O embaixador português na UNESCO, Manuel Maria Carrilho, não aceitou as instruções do ministro dos Negócios Estrangeiros (MNE), Luís Amado, para votar no candidato egípcio a secretário-geral da UNESCO, o que obrigou o Governo de José Sócrates a fazer-se representar por um diplomata do MNE naquela que foi, ontem, a quarta ronda para a eleição do sucessor do japonês Koichiro Matsuura.

O polémico candidato egípcio, Farouk Hosny, ministro da Cultura do seu país há 22 anos, acabou por empatar com a única outra candidata que ainda se mantém na corrida, a búlgara Irina Bokova, ex-ministra dos Negócios Estrangeiros e actual embaixadora da Bulgária em França, no Mónaco e na própria UNESCO.
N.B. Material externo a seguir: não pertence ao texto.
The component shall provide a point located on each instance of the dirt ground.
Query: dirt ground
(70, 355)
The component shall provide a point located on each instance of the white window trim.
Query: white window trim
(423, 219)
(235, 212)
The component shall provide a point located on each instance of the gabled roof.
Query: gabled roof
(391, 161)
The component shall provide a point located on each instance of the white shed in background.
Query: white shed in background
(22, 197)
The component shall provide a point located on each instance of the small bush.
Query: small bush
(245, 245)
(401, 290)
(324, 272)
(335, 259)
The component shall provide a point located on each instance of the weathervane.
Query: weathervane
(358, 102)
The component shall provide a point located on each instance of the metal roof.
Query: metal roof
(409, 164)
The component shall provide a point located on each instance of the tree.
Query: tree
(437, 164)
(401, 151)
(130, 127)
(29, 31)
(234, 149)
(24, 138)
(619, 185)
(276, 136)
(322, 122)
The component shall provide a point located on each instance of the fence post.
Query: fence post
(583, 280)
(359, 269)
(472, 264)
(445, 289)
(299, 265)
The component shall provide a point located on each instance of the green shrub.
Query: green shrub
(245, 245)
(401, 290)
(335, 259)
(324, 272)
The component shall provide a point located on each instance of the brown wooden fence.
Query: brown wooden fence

Portugal decidiu apoiar a candidatura egípcia, uma decisão que Carrilho procurou contrariar, tendo acabado por se recusar a comparecer na eleição. O ex-ministro da Cultura, que fez parte de um grupo de embaixadores que tentou, sem sucesso, patrocinar a candidatura de Al Gore, não quis ontem a comentar a sua posição, mas é de crer que tenha alegado razões de consciência para não votar em Hosny, um político acusado de praticar abertamente a censura no seu país, e que ainda recentemente afirmou que queimaria pessoalmente todos os livros israelitas que encontrasse na Biblioteca de Alexandria.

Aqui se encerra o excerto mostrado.